TIMES AND PEOPLE CHANGE, SWEET MEMORIES DON’T
Reminiscing My Childhood In Hill End by Davidia Lind
My first recollection of living in Hill End was in Gray Road between Hoogley Street and Montague Road. This street backed on to Drake Street where our young family eventually settled. Our home at 40 Drake Street was like many of the houses in this lower end of Montague Road being an original home with open fireplaces, stable, fruit trees, plus a chook run in the back yard.
What has become more interesting to me now, looking back on my childhood spent in Drake Street from 1958 to 1973, was the Thomas Dixon Shoe Factory right opposite our front gate. Every morning at 7:30 am, the large door to the shoe making workroom would be slid open to expose the workmen standing at their machines (virtually at our front gate!) punching out holes and leather parts which made up the shoes. This would be a daily occurrence in my life for some 15 years. The rat-a- tat and clickety-clack of the machines echoed into our front yard from morning till late afternoon. The significance of this was not lost on our family life. It regulated our morning timetable more effectively than did our chiming clock, setting the time to depart for work and school. Quite often in our primary school years, my younger sister Laurel and I stayed overnight at our grandparents’ home in Gray Road. We would be dispatched the next morning to walk home down Drake Street in our pajamas armed with a freshly cooked sausage. This was much to the entertainment of the factory workmen. Such was the simple and innocent life of our suburb in the early 1960s.
I was married in our Drake Street garden in 1973 and our family moved out of Hill End by the end of the 70s, well before the Queensland Ballet took up residence in the Thomas Dixon factory.
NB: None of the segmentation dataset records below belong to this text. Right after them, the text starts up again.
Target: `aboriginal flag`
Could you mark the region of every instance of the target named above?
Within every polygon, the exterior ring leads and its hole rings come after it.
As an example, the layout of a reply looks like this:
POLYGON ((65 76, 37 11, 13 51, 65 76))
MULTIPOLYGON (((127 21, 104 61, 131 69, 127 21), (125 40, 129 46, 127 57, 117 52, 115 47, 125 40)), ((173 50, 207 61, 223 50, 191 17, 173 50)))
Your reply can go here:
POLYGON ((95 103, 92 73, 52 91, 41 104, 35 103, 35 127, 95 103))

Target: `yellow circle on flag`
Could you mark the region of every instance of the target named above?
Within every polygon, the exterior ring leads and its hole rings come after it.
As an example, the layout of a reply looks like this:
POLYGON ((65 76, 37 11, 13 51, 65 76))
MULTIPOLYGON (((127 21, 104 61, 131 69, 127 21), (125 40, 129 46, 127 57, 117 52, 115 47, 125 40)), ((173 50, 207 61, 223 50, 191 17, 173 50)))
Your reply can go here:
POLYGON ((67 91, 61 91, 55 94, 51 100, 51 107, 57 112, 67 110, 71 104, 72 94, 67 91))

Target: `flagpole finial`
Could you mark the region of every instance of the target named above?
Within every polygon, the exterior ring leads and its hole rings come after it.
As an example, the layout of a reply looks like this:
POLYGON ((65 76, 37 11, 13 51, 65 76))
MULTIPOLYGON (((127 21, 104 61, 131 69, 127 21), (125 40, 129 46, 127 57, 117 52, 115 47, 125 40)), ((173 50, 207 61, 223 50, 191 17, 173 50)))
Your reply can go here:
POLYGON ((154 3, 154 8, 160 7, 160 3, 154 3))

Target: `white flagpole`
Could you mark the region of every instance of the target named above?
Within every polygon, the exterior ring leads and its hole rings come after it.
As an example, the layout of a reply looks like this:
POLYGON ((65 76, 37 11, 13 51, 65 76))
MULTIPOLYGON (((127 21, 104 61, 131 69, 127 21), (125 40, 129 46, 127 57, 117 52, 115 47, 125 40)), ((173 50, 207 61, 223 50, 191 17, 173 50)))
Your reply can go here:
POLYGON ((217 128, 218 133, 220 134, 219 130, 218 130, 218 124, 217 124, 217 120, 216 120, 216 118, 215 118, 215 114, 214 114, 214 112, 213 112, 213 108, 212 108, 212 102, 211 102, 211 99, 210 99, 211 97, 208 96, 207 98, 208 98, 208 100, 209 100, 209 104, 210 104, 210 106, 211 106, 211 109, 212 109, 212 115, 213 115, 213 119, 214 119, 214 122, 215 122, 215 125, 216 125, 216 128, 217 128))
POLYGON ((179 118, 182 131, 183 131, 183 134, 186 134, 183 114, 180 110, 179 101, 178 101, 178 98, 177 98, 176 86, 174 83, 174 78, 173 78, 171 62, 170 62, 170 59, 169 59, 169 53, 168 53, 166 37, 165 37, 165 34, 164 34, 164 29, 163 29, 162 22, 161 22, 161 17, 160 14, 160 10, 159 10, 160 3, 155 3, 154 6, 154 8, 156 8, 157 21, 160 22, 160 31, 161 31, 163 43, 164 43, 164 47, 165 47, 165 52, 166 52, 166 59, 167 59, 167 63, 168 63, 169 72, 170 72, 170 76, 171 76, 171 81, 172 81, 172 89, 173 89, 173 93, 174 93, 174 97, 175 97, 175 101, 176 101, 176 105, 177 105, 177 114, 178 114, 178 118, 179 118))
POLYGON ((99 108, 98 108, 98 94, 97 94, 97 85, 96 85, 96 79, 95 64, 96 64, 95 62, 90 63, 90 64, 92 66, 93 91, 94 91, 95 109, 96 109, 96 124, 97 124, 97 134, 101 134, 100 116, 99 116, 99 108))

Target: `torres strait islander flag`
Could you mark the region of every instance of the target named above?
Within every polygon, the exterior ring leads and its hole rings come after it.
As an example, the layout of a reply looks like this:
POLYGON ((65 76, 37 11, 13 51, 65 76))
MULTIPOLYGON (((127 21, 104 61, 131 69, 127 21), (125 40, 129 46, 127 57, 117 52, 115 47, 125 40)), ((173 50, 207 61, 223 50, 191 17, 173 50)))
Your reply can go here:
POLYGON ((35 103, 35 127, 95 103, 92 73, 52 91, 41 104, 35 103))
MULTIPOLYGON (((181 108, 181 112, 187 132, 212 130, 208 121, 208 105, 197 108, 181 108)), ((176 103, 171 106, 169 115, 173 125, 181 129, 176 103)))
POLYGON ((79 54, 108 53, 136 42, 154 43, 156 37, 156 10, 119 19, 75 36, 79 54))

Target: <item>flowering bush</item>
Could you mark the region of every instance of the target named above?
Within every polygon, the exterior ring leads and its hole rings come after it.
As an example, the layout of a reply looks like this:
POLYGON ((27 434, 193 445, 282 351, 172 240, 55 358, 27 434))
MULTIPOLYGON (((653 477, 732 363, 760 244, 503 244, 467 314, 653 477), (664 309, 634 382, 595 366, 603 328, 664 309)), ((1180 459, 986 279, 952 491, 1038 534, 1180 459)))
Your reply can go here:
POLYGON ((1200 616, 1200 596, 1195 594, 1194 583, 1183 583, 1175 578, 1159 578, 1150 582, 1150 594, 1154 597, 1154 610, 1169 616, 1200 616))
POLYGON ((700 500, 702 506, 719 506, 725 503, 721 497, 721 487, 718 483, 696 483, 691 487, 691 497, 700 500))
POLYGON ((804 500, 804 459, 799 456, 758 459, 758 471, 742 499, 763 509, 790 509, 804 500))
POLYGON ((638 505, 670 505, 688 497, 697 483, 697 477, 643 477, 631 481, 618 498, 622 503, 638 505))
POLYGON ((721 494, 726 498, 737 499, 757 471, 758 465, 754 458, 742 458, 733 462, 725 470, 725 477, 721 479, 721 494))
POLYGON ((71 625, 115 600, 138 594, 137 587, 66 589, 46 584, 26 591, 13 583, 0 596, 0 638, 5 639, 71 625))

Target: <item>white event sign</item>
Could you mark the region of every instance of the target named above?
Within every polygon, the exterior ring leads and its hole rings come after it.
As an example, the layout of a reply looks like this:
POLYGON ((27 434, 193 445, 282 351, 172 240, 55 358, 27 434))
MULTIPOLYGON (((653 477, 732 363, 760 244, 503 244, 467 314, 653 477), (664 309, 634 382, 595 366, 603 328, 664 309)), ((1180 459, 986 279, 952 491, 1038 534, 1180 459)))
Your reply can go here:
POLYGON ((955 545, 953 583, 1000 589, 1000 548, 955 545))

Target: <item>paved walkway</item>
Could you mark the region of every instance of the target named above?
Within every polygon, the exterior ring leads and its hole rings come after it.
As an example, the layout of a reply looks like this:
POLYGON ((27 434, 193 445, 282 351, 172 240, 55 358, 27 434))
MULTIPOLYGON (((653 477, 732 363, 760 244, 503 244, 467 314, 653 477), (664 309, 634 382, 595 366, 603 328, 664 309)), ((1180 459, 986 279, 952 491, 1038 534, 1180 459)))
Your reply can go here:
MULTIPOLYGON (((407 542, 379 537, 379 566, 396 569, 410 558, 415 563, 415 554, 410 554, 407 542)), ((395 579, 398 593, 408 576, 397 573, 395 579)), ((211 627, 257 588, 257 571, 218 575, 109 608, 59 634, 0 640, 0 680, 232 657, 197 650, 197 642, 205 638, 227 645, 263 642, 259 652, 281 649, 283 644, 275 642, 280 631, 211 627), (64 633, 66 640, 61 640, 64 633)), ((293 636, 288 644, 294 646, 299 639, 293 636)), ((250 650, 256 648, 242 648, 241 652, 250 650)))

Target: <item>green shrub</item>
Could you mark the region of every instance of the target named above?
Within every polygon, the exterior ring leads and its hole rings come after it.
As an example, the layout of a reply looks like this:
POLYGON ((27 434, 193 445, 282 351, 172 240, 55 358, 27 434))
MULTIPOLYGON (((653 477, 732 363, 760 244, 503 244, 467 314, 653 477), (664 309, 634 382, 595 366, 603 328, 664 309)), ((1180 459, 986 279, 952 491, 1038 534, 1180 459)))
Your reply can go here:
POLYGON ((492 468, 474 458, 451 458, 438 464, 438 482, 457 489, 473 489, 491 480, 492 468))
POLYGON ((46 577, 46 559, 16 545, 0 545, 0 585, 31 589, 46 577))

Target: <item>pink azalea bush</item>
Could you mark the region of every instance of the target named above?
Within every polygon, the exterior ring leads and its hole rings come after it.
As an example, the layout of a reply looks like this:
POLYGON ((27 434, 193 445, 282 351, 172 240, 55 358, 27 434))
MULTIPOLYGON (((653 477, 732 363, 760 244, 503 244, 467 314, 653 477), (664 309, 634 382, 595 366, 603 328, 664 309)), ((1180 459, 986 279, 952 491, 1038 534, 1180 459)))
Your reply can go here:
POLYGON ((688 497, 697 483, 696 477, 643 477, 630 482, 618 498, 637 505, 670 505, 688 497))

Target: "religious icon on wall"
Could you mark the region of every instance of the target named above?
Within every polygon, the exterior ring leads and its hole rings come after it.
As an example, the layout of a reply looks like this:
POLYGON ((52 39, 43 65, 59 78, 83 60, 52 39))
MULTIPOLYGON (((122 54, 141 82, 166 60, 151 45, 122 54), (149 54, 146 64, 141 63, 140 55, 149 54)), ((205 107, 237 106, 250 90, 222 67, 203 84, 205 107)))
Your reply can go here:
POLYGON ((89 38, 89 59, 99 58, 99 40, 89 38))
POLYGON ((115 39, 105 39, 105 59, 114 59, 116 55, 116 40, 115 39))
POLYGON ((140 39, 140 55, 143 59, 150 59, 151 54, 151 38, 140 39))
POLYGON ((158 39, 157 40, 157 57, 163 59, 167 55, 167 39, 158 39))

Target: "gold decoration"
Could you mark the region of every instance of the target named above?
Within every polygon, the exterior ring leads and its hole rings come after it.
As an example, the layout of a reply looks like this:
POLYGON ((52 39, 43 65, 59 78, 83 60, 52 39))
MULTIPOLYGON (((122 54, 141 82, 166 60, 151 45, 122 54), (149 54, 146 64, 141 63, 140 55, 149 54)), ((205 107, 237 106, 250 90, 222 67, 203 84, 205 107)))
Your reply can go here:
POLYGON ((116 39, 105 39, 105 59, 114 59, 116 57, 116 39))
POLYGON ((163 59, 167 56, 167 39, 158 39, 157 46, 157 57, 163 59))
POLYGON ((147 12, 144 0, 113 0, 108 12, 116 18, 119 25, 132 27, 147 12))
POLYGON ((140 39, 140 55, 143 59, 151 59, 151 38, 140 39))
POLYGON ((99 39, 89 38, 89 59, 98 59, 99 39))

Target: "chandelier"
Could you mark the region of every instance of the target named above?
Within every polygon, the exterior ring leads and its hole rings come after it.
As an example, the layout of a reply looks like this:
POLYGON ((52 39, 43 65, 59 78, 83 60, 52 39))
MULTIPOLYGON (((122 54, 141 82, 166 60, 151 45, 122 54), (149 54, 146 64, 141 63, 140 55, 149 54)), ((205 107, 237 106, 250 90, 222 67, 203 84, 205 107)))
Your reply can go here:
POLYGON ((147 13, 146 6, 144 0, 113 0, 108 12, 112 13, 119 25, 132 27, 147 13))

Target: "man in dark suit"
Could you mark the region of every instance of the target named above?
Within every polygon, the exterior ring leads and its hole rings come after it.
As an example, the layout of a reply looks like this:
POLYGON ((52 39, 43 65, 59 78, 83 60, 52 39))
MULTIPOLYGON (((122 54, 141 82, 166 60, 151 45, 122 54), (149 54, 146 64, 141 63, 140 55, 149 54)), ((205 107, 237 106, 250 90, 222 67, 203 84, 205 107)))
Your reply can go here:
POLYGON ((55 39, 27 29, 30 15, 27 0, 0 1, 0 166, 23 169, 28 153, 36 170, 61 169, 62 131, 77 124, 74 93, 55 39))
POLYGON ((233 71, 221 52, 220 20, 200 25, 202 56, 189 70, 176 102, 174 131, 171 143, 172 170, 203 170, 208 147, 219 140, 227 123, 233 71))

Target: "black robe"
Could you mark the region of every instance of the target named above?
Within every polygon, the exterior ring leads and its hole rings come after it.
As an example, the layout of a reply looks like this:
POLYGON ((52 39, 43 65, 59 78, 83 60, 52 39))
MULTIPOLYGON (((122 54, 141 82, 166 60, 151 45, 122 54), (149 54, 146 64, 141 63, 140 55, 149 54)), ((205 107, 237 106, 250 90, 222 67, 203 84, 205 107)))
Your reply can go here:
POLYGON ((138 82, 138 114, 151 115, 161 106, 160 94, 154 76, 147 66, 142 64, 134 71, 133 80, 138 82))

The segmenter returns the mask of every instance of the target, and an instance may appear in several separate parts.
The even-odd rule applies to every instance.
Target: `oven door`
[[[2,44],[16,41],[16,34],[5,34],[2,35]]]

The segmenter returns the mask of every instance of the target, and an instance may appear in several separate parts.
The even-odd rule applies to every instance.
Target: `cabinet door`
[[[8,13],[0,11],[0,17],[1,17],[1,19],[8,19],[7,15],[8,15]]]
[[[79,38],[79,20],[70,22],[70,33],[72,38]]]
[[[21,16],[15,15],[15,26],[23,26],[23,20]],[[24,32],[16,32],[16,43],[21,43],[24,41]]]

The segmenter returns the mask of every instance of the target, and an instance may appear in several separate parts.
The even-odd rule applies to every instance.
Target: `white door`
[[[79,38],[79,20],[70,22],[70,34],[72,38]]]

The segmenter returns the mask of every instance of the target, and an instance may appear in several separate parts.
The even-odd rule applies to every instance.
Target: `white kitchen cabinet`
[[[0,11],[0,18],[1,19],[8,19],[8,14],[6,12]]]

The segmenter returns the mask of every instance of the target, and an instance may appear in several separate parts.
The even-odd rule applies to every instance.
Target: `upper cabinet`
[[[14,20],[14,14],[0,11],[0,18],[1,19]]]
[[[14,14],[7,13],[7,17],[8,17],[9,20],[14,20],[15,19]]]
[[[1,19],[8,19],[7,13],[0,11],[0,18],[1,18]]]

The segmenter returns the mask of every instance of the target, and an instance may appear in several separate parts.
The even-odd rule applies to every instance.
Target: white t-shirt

By the early 1990s I had established my own dance and performing arts centre. In the early 2000s, I found myself back at the Thomas Dixon building looking through the Queensland Ballet costume store during one of their costume sales. This brought me into the very part of the factory which overlooked our old home’s front gate where those Dixon workmen stood looking out on our family’s home life a few decades earlier. It was quite a nostalgic moment for me. I established and have successfully run my own dance centre for almost 40 years now. It has been a significant training ground in the cultural development of the dance and performing arts scene in Brisbane. Little was I to know all those years ago growing up opposite the Thomas Dixon Factory that my life would have been so closely culturally aligned with the training facility which would become the home of the Queensland Ballet.
Image: Supplied by Davidia Lind. The photograph (taken in 1973) shows my beautiful younger sister Laurel, standing in the front yard of our family home at 40 Drake Street Hill End with the Thomas Dixon Shoe Factory in the background.